Btrfs: Working with multiple devices

Btrfs: Working with multiple devices

Posted Jan 9, 2014 22:34 UTC (Thu) by kreijack (guest, #43513)
In reply to: Btrfs: Working with multiple devices by mrjoel
Parent article: Btrfs: Working with multiple devices

> To quote myself on the btrfs mailing list:

> "I was surprised to find that I'm not allowed to remove one of the two
> drives in a RAID1. Kernel message is 'btrfs: unable to go below two
> devices on raid1' Not allowing it by default makes some sense, however a
> --force flag or something would be beneficial."

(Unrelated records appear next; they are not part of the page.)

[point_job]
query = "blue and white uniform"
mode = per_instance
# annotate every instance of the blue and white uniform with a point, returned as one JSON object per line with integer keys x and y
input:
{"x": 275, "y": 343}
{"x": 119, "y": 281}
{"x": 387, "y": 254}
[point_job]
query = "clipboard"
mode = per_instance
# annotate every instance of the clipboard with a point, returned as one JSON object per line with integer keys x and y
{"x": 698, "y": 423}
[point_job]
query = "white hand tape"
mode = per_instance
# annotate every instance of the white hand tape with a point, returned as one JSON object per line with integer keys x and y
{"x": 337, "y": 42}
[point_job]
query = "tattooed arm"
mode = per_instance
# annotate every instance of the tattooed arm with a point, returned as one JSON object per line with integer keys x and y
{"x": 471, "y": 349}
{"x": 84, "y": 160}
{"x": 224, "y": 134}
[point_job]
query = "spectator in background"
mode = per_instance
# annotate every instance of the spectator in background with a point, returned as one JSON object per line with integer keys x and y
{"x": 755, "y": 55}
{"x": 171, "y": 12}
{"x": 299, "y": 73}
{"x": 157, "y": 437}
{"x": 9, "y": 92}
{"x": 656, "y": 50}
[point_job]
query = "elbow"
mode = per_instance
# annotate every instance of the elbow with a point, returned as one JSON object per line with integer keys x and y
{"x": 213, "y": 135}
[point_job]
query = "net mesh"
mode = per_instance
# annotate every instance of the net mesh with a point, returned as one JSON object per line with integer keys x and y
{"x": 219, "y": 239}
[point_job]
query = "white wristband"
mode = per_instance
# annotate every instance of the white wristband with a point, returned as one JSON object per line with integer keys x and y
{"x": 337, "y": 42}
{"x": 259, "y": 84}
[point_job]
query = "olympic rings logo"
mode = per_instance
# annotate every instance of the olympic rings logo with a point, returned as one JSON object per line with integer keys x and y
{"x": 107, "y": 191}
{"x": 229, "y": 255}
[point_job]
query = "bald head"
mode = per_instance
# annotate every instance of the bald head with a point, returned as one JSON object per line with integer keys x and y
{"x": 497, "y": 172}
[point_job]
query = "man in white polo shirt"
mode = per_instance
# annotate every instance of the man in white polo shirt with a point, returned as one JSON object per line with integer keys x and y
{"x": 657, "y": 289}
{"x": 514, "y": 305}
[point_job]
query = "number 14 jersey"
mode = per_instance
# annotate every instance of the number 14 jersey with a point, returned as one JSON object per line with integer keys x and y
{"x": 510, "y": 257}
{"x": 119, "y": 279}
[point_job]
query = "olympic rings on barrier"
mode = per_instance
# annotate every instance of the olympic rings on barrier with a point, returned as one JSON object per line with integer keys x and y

I agree with you that allow to force a removing a disk would be useful; if a disk reports problem, it could slowdown the system due to the read-error-reset-retry cycle. So in this case it would be useful to stop using a disk.

> typically a system owner will want to use all drives that are available, and
> don't reserve an extra SATA/SAS channel for the times when a drive fails.
On that I cannot agree, think about the spare disk... However this doesn't change the point:
btrfs support an "add-remove" replace; but doesn't support a "remove-add" replace

> That seems to be a problem, to have to unmount the volume in order to
> remove the degraded flag, which is needed to begin the rebalance. And
> what if btrfs is the root file system? It needs to be rebooted to
> clear the degraded option."

Are you sure about that ? I tried to rebalance a degraded filesystem (but after having added a new disk). It seems to work:

ghigo@venice:/tmp$ sudo /sbin/mkfs.btrfs -K -f -d raid1 -m raid1 /dev/loop[01]
WARNING! - Btrfs v3.12 IS EXPERIMENTAL
WARNING! - see http://btrfs.wiki.kernel.org before using

Turning ON incompat feature 'extref': increased hardlink limit per file to 65536
adding device /dev/loop1 id 2
fs created label (null) on /dev/loop0
nodesize 16384 leafsize 16384 sectorsize 4096 size 19.53GiB
Btrfs v3.12
ghigo@venice:/tmp$ sudo mount /dev/loop0 t/
ghigo@venice:/tmp$ sudo umount t/
ghigo@venice:/tmp$ sudo losetup -d /dev/loop0
ghigo@venice:/tmp$ sudo mount /dev/loop1 t
mount: wrong fs type, bad option, bad superblock on /dev/loop1,
missing codepage or helper program, or other error
In some cases useful info is found in syslog - try
dmesg | tail or so

ghigo@venice:/tmp$ sudo mount -o degraded /dev/loop1 t
ghigo@venice:/tmp$ sudo btrfs fi balance t/
ERROR: error during balancing 't/' - No space left on device
There may be more info in syslog - try dmesg | tail
ghigo@venice:/tmp$ sudo btrfs dev add -f /dev/loop2 t
Performing full device TRIM (9.77GiB) ...
ghigo@venice:/tmp$ sudo btrfs fi balance t/
Done, had to relocate 2 out of 2 chunks
ghigo@venice:/tmp$ cat /proc/self/mountinfo | grep loop1
79 20 0:39 / /tmp/t rw,relatime shared:63 - btrfs /dev/loop1 rw,degraded,space_cache


(Log in to post comments)

Btrfs: Working with multiple devices

Posted Jan 9, 2014 22:39 UTC (Thu) by dlang (subscriber, #313) [Link]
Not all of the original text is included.